Week 15: Creative embodiment and crafting personal and group choreographies; group final project work time; and additional listening assignments. Writing Assignment #6: Blog posts. Performance of final project.

Final Exam: Multiple choice short answer exam on historical foundations of hip hop.

VI. Methods of Instruction

Movement instruction and demonstration by instructor. Student-driven discussions in combination with instructor lectures and screenings of visual materials will form a part of the instruction for the course. Lectures will provide historical background, supplemented by theoretical perspectives as appropriate for lower-division course work. Class time will also include instruction in written communication and dance composition.

VII. Extent and Nature of Technology Use:

Specific uses of technology will vary by instructor may include the use of Beachboard, library databases, the Internet, audiovisual materials and digital presentations. Students will be expected to engage with Beachboard, the Internet, and possibly other forms of technology, such as digital presentations, audio/interviews, blogs and/or video.

VIII. Information on Textbooks/Readings:

The textbooks selected will vary year to year depending on the instructor. The following are examples of appropriate texts:

Sommer, Sally. “‘C’mon to My House’: Underground-House Dancing” Dance Research Journal

33 no. 2 (Winter 2001): 72-86.

Schloss, Joseph Glenn. Foundation: B-boys, B-girls, and Hip-hop Culture in New York. New

York: Oxford University Press, 2009.

Forman, Murray and Mark Anthony Neal. That’s the Joint: the hip-hop studies reader. New

York: Routledge, 2012.

IX. Instructional Policies Requirements:

Instructors may specify their own policies with regard to plagiarism, withdrawal, absences, etc., as long as the policies are consistent with the University policies published in the CSULB Catalog. It is expected that every course will follow University policies on Attendance (PS 01-01), Course Syllabi (PS 04-05), Final Course Grades, Grading Procedures, and Final Assessments (PS 05-07), and Withdrawals (PS 02-02 rev).

All sections of the course will have a syllabus that includes the information required by the syllabus policy adopted by the Academic Senate. Instructors will include information on how students may make up work for excused absences. When class participation is a required part of the course, syllabi will include information on how participation is assessed. When improvement in oral communication is an objective of the course, syllabi will include a rubric for how oral communication is to be evaluated. Each syllabus must also contain the following statement: It is the student’s responsibility to notify the instructor in advance of the need for accommodation of a university-verified disability.

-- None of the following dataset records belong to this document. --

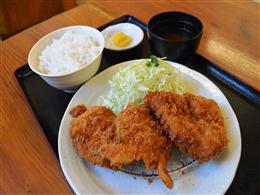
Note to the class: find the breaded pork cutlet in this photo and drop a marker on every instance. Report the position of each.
(112, 141)
(195, 124)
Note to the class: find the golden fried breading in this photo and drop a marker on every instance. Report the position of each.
(91, 131)
(138, 136)
(194, 123)
(110, 141)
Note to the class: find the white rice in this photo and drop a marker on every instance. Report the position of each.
(67, 54)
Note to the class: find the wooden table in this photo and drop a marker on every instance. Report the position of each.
(27, 162)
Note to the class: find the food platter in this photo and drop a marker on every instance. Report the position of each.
(212, 177)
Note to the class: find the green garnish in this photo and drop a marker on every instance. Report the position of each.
(153, 61)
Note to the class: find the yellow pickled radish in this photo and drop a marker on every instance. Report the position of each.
(120, 39)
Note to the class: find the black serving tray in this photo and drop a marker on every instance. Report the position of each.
(49, 105)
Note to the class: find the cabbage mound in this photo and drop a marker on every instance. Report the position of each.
(133, 82)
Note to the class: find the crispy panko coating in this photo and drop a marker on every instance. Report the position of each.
(91, 131)
(110, 141)
(139, 137)
(193, 123)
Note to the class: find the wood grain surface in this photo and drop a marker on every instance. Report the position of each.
(27, 162)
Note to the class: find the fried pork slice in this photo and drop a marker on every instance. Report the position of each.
(91, 131)
(195, 124)
(106, 140)
(138, 137)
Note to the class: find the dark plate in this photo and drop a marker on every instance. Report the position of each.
(49, 105)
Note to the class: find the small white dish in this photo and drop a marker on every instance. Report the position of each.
(135, 32)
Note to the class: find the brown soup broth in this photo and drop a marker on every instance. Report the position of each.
(177, 34)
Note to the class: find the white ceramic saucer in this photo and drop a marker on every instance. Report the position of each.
(135, 32)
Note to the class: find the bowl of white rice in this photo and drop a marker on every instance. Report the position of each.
(67, 57)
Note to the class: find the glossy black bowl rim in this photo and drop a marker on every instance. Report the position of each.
(172, 41)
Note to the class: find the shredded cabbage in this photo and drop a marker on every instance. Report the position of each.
(132, 83)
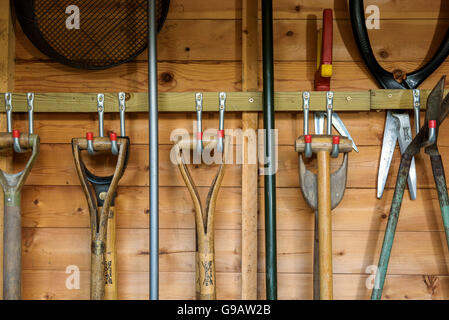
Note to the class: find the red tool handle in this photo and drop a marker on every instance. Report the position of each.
(324, 72)
(326, 48)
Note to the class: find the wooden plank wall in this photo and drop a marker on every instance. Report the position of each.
(200, 50)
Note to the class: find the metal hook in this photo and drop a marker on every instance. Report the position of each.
(114, 145)
(100, 108)
(308, 147)
(417, 108)
(305, 106)
(122, 108)
(329, 107)
(8, 108)
(199, 125)
(90, 143)
(30, 103)
(221, 123)
(335, 146)
(432, 134)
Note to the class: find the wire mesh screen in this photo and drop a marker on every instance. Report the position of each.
(89, 34)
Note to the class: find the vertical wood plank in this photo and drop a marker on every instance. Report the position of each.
(249, 171)
(7, 51)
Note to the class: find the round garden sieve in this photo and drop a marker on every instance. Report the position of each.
(89, 34)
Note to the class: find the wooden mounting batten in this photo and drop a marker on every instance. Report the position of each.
(236, 101)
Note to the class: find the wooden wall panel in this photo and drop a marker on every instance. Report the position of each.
(200, 50)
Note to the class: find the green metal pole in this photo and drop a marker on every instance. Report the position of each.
(392, 223)
(270, 160)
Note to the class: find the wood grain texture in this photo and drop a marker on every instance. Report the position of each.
(250, 51)
(201, 50)
(7, 69)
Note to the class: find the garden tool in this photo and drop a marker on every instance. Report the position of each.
(324, 73)
(437, 110)
(12, 184)
(270, 161)
(100, 194)
(397, 125)
(204, 218)
(323, 192)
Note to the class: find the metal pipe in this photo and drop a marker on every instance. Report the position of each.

X. Distance Learning/Hybrid Courses:

This course is not being designated as a distance learning and/or hybrid course at this time.

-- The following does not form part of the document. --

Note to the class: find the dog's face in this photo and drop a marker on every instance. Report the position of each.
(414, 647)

XI. Bibliography: This list is not exhaustive and is a sampling of resources.

The Technology of Hip Hop and Street Dance. Blackpool, UK: UKA Dance.

Chang, Jeff. Can’t Stop, Won’t Stop: a history of the hip-hop generation. New York: St. Martin’s Press, 2005.

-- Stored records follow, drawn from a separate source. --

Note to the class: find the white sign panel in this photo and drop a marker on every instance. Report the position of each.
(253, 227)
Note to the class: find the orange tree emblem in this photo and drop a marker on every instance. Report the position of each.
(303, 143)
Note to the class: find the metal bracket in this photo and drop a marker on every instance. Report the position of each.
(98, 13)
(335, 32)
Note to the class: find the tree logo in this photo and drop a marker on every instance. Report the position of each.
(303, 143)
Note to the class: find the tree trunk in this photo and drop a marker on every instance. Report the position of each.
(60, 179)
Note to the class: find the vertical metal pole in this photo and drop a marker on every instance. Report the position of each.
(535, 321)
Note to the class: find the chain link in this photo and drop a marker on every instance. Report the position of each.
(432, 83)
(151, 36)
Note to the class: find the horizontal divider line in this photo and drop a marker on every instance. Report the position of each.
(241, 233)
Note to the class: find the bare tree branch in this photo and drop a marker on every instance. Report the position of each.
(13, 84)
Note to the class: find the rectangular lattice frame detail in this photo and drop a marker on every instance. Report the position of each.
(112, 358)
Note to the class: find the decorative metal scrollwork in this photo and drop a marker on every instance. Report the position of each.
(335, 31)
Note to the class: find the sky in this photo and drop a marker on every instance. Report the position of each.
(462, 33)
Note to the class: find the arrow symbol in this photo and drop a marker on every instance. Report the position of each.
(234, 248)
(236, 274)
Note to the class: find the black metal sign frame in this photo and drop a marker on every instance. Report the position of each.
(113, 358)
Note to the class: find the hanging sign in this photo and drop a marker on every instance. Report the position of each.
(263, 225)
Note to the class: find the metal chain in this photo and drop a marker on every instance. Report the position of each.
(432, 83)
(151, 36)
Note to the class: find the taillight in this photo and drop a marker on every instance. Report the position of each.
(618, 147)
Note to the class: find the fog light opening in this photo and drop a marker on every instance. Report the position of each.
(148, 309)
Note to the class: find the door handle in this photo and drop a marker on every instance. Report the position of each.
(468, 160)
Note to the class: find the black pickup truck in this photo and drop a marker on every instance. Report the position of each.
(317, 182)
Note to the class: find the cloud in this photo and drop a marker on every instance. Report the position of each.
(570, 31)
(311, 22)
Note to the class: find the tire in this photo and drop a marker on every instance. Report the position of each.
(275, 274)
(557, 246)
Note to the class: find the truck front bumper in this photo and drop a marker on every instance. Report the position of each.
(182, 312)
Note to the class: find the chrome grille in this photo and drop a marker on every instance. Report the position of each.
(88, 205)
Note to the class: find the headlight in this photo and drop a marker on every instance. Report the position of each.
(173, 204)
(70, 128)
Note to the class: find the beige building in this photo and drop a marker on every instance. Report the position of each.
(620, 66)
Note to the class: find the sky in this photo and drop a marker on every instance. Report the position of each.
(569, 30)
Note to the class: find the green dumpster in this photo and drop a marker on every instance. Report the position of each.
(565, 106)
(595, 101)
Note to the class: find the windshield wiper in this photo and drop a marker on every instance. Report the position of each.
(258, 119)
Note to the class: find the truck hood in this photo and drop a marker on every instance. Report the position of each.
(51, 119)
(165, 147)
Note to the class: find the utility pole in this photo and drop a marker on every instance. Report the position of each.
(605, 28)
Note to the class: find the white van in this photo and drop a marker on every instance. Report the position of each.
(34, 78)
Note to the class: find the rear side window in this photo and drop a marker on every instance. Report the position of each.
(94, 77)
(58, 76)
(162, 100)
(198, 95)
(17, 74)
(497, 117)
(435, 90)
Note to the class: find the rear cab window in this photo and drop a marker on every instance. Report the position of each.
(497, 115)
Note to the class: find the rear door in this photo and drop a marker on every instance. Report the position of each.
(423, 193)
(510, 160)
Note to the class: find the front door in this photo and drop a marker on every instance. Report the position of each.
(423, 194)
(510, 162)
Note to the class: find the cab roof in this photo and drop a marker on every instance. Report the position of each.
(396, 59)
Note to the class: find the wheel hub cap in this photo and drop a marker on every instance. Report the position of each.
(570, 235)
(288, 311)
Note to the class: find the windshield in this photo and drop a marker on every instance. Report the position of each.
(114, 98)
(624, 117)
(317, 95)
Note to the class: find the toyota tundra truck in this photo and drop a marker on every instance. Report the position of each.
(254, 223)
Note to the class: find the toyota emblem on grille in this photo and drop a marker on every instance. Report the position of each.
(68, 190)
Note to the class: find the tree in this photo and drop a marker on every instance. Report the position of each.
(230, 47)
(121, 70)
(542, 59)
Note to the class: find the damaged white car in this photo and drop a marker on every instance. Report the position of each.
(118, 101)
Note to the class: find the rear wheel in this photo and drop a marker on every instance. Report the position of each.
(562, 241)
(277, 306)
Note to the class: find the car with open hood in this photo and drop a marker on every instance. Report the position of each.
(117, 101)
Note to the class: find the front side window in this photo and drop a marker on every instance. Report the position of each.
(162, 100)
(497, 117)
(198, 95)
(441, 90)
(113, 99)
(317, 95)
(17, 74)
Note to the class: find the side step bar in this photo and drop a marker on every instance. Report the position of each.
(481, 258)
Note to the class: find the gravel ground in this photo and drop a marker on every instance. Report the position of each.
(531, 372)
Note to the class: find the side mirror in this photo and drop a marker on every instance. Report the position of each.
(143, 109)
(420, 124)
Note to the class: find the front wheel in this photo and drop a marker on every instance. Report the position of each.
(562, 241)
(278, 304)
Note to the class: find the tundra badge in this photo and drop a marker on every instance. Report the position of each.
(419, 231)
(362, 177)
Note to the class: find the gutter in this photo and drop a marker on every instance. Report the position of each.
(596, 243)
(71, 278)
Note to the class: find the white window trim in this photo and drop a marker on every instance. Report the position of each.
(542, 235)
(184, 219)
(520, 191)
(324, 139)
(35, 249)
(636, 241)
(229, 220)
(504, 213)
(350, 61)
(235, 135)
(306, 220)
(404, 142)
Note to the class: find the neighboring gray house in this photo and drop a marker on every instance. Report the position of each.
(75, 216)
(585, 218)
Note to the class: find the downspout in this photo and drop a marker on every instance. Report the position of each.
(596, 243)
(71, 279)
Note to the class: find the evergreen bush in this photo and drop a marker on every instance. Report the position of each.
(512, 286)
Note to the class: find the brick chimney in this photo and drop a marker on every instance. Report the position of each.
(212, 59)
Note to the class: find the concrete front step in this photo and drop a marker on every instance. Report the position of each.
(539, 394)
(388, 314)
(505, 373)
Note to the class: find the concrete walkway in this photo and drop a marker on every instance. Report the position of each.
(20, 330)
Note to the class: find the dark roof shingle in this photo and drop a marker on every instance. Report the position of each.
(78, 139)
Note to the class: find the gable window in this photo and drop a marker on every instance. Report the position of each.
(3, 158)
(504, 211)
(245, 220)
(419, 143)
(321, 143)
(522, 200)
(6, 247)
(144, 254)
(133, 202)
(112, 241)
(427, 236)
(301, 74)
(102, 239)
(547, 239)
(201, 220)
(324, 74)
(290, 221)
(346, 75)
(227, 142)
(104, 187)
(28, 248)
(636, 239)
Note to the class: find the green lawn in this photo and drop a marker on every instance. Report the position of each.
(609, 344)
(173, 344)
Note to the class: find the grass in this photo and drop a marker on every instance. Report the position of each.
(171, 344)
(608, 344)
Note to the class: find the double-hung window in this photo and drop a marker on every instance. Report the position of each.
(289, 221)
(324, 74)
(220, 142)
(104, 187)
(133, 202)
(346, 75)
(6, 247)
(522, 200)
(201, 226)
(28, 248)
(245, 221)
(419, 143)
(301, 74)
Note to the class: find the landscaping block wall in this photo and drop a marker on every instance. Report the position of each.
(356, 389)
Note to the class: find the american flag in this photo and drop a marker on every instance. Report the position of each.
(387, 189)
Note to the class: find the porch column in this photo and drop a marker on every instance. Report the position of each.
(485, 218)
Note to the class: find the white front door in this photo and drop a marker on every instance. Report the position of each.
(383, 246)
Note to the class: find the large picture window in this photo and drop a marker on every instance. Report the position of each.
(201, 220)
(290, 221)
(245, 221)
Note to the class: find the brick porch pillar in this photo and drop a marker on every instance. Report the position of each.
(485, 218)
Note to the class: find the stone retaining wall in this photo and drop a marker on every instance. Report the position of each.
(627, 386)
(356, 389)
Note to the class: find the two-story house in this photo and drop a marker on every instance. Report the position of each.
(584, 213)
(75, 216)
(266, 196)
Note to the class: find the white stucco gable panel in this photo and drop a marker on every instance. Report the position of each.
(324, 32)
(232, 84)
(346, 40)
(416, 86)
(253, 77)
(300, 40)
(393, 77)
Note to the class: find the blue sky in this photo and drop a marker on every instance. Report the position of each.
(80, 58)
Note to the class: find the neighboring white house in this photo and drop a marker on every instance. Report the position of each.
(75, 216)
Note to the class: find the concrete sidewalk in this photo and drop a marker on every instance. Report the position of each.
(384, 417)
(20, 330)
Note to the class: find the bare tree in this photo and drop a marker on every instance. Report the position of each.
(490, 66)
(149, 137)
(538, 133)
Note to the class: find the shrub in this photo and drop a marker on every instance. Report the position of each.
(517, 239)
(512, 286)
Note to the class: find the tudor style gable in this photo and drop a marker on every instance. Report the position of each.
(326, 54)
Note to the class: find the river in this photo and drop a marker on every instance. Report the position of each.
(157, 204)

Condry, Ian. Hip-Hop Japan: rap and the paths of cultural globalization. Durham, NC: Duke

University Press, 2006.

Huntington, Carla Stalling. Hip Hop Dance: Meanings and Messages. Jefferson, NC: McFarland

& Company, Inc., 2007.

Kitwana, Bakari. Why White Kids Love Hip-hop: wankstas, wiggers, wannabes, and the new reality of race in America. New York: Basic Civitas Books 2005.

Lepecki, Andre, ed. Of the Presence of the Body: essays on dance and performance theory. Middletown, Conn: Wesleyan University Press, 2004.

McCarren, Felicia M. French Moves: the cultural politics of le hip hop. New York: Oxford University Press, 2012.

Mitchell, Tony, ed. Global Noise: rap and hip-hop outside the USA. Middletown, Conn: Wesleyan University Press, 2001.

Oliver, Wendy R. Writing About Dance. Champaign, IL: Human Kinetics, 2010.

Rabaka, Reiland. The Hip Hop Movement: from R&B and the Civil Rights Movement to Rap and the Hip Hop Generation. Langham, Md.: Lexington Books, 2013.

Rose, Tricia. The Hip Hop Wars: what we talk about when we talk about hip hop and why it

matters. New York: Basic Civitas Books, 2008.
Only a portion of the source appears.